Or, qu'a-t-on vu hier? Que le futur pouvait se penser selon l'ancien schéma, puisque la banque doit rester française. Pourquoi pas? Mais alors, qu'elle est la sincérité, le degré d'adhésion réel des gouvernants vis-à-vis de l'Europe et de son expression monétaire, c'est à dire l'euro? Et si eux n'y croient pas, comment veulent-ils que les citoyens, le peuple, y croient?
L'expression de "double discours" est souvent employée, à propos de beaucoup de choses et finalement de pas grand chose. Si elle trouve à s'exprimer, c'est pourtant bien ici. Il existe, dans cette matière fondamentale de la monnaie, deux discours. Existe-t-il beaucoup de choses plus fragiles que la monnaie?
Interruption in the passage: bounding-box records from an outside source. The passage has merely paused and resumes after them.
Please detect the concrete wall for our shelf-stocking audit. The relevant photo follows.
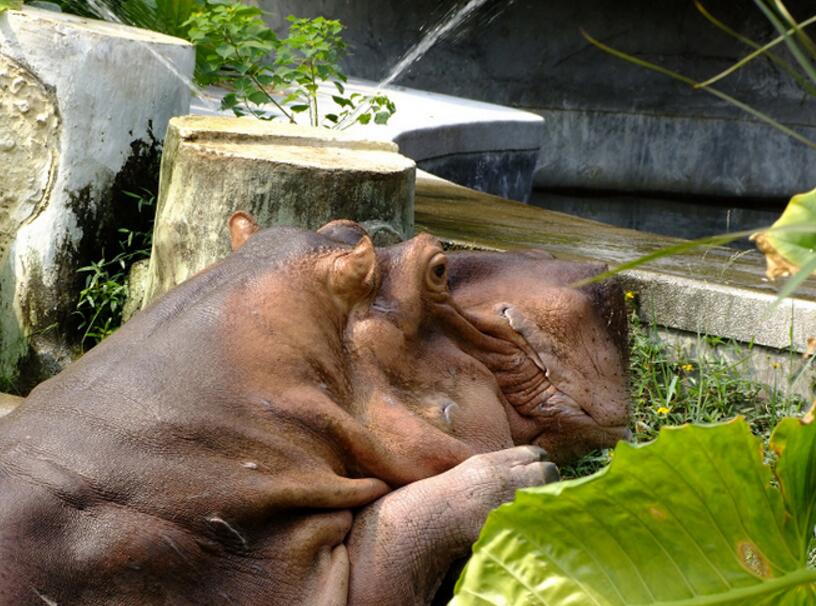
[260,0,816,197]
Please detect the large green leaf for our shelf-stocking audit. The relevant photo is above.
[452,419,816,606]
[753,189,816,280]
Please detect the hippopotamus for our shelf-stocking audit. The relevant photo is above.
[0,212,628,606]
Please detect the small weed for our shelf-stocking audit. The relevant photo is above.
[74,190,156,349]
[562,297,805,478]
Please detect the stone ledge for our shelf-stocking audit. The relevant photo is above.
[534,109,816,199]
[415,171,816,352]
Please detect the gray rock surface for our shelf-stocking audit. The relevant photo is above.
[0,7,194,385]
[139,116,415,305]
[259,0,816,198]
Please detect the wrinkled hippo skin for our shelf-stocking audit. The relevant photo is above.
[0,213,628,606]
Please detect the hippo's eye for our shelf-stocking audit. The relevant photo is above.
[427,253,448,291]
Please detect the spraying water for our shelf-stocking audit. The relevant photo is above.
[87,0,216,109]
[378,0,487,88]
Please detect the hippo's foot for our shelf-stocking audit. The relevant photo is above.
[347,446,558,606]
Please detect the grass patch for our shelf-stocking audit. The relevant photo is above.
[561,297,807,479]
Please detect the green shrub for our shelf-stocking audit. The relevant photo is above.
[185,0,396,129]
[74,190,156,349]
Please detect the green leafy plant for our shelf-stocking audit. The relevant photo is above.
[74,191,156,348]
[452,414,816,606]
[186,0,396,129]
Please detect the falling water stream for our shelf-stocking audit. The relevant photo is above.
[377,0,494,88]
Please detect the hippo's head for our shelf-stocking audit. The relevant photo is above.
[233,216,629,468]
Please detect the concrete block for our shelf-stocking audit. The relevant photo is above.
[0,7,194,383]
[139,116,415,305]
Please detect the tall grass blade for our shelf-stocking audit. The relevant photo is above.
[695,15,816,95]
[581,29,816,149]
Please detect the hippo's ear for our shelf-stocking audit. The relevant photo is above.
[329,235,377,307]
[317,219,368,246]
[227,210,260,251]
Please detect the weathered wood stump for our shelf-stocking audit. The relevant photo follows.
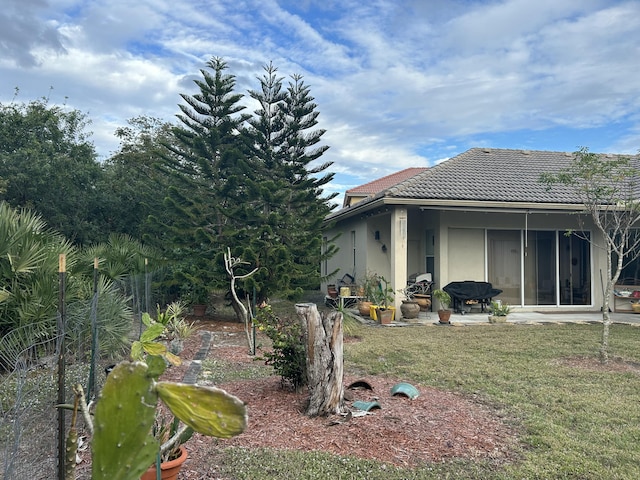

Son essence et son existence procèdent de la confiance, et d'elle seule.
Hier après-midi, à l'Assemblée nationale, alors qu'il ne s'agissait que de l'avenir d'une banque, le chef du gouvernement français a bien dit quelque chose d'important et de fondamental sur ce projet politique que nous poursuivons depuis des années et qui apparaît tout à coup comme une chimère puisque ceux là mêmes qui disent vouloir le construire s'en détournent dans un réflexe révélateur de la distance abyssale qui sépare la parole de la pensée.